Marianna Schreiber trafiła do wojska
Żona ministra z PiS poinformowała na swoim profilu na Instagramie, że właśnie rozpoczyna szkolenie wojskowe. Jej fani wiedzą jednak już o tym od dawna, ponieważ wszystkie przygotowania oraz zgłoszenie relacjonowała w swoich mediach społecznościowych.
Dobrze wiemy, że Marianna Schreiber to kobieta wielu talentów. "Pedagog, terapeutka, matka, żona polityka, aktywistka, założycielka fundacji „Spektrum Marianny”, założycielka partii Mam Dość 2023, modelka, sportowiec, a od niedawna twórca" – pisała niedawno o sobie po wydaniu książki, o czym przeczytacie tutaj.
Teraz do listy należy dodać również szeregową. Po przygotowaniach, Schreiber nie kryła łez. Tym także podzieliła się na Instagramie. Dodała także osobiste wyznanie na Twitterze: "Dziś ostatni dzień wolności przed wojskiem. Przyznaję, dawno się tak nie bałam. Mam nadzieję, że wyjdę silniejsza i jeszcze bardziej odporna na hejt. Hejtują ludzie słabi. Ważne, żeby to rozumieć. Dziękuję z całego serca wszystkim osobom za ogromne wyrazy wsparcia".
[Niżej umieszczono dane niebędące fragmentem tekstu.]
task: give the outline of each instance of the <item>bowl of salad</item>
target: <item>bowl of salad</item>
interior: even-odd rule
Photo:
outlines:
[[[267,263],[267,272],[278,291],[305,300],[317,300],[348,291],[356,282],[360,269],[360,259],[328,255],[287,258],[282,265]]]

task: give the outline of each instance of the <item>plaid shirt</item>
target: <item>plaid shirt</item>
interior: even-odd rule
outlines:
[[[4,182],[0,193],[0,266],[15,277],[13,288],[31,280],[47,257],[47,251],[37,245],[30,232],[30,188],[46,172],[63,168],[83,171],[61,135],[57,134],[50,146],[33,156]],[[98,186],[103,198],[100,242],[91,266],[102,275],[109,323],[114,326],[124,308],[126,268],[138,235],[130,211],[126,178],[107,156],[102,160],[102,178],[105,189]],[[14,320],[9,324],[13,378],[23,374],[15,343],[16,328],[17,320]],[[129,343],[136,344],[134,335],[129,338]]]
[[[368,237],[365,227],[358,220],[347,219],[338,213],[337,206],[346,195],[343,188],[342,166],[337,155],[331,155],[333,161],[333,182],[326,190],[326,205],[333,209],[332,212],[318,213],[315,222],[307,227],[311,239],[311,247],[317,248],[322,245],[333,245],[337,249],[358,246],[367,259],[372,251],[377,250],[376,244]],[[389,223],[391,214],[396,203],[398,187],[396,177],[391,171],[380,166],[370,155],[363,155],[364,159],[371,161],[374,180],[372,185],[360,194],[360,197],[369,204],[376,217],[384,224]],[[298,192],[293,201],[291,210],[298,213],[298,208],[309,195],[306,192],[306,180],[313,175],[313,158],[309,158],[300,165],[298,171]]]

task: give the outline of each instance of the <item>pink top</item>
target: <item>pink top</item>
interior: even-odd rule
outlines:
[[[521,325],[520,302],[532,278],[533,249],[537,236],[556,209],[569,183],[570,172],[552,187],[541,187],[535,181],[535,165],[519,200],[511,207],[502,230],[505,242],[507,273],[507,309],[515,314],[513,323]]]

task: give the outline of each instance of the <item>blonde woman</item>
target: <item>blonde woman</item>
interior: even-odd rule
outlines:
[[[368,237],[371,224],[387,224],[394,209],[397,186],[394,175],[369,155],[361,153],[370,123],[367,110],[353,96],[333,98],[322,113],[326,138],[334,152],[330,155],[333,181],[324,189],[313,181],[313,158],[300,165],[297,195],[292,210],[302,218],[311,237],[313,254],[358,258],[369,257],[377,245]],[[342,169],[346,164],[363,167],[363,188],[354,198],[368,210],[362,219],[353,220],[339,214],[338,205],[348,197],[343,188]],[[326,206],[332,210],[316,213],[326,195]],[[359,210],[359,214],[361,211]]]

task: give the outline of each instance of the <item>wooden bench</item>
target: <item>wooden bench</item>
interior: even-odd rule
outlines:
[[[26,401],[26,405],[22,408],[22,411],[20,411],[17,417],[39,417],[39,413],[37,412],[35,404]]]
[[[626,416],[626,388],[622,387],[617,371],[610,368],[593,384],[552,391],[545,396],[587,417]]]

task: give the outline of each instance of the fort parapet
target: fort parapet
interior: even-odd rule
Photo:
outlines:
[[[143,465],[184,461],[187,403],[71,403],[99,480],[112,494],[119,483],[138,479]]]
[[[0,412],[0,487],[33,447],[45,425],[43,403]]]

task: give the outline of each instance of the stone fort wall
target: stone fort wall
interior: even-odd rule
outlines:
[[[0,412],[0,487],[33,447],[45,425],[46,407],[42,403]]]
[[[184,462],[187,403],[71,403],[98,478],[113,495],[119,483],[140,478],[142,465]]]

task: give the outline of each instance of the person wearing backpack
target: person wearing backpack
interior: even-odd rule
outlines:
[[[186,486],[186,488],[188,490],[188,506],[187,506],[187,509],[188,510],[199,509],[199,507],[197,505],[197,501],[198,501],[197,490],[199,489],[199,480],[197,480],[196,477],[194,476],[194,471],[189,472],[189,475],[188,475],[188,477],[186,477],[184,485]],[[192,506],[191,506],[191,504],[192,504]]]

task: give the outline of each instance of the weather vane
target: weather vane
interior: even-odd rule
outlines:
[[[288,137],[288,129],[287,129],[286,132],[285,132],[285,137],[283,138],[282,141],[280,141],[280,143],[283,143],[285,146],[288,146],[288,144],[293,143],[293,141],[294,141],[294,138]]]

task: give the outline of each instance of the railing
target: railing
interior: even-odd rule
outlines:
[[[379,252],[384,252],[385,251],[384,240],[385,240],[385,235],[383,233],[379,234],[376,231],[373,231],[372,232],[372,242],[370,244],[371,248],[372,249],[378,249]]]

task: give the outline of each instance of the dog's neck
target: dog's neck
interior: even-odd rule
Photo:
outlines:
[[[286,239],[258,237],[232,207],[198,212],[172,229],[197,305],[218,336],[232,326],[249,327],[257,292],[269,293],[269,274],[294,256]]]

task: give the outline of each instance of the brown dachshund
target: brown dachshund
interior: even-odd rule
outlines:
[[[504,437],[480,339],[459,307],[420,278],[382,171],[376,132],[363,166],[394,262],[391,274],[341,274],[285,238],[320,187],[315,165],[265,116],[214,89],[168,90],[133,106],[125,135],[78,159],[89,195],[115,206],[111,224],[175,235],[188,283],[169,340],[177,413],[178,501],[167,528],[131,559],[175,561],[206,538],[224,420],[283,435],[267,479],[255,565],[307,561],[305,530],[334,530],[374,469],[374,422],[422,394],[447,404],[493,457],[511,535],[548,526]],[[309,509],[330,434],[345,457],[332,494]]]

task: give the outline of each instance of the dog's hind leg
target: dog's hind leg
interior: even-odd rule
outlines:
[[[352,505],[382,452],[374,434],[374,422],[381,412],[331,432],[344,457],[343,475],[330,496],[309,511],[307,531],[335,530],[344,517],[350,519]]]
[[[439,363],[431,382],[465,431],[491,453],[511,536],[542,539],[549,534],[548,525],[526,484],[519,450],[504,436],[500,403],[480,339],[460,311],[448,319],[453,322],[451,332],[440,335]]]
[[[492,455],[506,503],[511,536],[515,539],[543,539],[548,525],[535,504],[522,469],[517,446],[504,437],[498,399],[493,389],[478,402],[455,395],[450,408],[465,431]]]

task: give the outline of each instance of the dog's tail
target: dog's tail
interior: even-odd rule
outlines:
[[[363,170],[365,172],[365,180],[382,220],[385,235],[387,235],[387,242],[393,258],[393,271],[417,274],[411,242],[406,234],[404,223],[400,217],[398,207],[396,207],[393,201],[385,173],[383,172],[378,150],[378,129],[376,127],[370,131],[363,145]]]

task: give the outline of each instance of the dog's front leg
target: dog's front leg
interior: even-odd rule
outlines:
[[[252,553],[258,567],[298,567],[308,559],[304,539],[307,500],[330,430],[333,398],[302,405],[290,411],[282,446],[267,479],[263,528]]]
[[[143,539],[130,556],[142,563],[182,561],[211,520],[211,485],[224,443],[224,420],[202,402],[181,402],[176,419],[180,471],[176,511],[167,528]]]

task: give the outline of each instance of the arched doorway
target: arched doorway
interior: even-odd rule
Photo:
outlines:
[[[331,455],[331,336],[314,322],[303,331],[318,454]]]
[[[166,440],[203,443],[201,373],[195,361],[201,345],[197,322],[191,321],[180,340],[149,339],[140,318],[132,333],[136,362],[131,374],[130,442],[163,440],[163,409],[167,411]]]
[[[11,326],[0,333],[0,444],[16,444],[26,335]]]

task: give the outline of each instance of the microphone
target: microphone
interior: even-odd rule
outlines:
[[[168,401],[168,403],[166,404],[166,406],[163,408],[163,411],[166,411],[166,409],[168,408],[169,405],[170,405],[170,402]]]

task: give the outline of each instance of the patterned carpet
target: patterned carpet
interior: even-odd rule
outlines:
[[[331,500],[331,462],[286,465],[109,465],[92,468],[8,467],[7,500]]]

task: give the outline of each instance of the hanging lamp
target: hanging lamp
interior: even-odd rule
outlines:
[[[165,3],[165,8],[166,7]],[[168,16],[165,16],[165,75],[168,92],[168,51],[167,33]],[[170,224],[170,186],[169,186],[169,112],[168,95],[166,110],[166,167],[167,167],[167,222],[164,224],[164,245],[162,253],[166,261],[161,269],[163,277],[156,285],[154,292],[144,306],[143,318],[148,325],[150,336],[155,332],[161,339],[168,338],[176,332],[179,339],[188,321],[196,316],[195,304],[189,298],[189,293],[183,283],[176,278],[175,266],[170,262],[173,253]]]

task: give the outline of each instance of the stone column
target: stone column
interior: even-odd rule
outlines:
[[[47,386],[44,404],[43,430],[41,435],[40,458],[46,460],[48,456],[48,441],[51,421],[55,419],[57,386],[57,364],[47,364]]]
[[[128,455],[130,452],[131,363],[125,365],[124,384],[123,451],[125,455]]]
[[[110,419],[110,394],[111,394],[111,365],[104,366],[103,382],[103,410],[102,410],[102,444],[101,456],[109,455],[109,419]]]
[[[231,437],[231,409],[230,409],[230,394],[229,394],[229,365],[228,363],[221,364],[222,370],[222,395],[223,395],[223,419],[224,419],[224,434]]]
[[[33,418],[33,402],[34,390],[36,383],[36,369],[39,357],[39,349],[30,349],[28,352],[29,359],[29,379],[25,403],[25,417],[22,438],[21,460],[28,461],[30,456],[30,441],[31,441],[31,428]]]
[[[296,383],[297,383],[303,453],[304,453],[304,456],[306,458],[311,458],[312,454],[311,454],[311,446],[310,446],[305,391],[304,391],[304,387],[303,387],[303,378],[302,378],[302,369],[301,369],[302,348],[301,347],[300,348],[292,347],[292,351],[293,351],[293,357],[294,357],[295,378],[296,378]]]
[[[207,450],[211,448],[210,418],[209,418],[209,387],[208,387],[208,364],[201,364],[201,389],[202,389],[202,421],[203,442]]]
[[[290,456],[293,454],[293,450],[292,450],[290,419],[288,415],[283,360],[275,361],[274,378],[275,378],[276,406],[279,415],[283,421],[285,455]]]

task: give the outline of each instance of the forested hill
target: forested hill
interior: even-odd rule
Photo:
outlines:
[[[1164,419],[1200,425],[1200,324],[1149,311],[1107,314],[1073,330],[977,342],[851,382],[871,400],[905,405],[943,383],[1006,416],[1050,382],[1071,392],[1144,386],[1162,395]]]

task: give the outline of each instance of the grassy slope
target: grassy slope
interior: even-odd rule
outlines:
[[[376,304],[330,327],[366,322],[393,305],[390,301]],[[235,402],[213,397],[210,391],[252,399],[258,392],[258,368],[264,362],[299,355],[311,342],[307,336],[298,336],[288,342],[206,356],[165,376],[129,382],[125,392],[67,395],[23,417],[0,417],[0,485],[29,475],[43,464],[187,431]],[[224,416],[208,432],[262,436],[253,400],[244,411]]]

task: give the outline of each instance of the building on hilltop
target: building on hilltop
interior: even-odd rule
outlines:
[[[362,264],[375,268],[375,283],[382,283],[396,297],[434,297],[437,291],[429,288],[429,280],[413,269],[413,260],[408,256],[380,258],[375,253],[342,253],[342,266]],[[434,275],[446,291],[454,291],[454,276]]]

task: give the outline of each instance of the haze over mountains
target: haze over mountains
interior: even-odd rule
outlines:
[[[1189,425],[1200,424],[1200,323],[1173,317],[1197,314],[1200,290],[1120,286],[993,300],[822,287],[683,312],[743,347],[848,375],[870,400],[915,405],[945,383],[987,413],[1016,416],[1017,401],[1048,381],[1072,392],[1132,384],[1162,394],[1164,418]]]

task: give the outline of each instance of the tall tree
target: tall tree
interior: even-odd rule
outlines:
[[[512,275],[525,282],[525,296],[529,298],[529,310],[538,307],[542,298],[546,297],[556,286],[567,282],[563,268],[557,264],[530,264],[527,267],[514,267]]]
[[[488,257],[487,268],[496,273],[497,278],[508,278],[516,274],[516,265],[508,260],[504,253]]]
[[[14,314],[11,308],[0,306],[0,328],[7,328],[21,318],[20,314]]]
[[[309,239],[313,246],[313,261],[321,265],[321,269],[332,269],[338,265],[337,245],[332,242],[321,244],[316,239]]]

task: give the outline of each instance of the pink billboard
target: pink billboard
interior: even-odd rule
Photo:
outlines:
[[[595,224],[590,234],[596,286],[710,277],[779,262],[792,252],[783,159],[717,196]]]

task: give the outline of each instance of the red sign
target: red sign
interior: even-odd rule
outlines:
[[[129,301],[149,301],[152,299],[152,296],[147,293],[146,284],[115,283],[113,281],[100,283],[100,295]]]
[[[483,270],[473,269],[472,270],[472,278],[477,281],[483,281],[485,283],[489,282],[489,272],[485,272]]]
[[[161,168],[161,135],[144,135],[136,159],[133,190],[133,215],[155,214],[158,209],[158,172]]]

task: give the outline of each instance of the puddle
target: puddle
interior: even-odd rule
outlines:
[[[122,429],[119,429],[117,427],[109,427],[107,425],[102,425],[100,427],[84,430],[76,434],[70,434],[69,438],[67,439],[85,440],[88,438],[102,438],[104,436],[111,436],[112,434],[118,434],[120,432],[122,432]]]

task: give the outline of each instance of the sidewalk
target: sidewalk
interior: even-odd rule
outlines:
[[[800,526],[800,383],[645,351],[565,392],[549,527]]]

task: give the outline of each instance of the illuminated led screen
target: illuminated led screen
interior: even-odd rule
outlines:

"To nie jest słabością przyznać się do tego, że ktoś się czegoś boi. Może się tak zdarzyć, że zrezygnuję, bo nie dam rady, bo nie jesteśmy ze stali. Jesteśmy tylko ludźmi i każdy ma inne uczucia i inaczej przeżywa różne sytuacje" – tak z kolei mówiła na nagraniu umieszczonym na Instagramie. Oczywiście w jej oczach pojawiły się łzy.
Już po pierwszym dniu szkolenia mogliśmy zobaczyć w mediach społecznościowych kilka urywków od żony ministra. Pokazała m.in. siebie w "wojskowym outficie" i jeden z posiłków.
Jeśli zastanawialiście się, jak wygląda współczesny człowiek renesansu – macie odpowiedź. Działania Marianny Schreiber mogą być poddawane krytyce przez wielu, ale zaparcia odmówić jej nie można!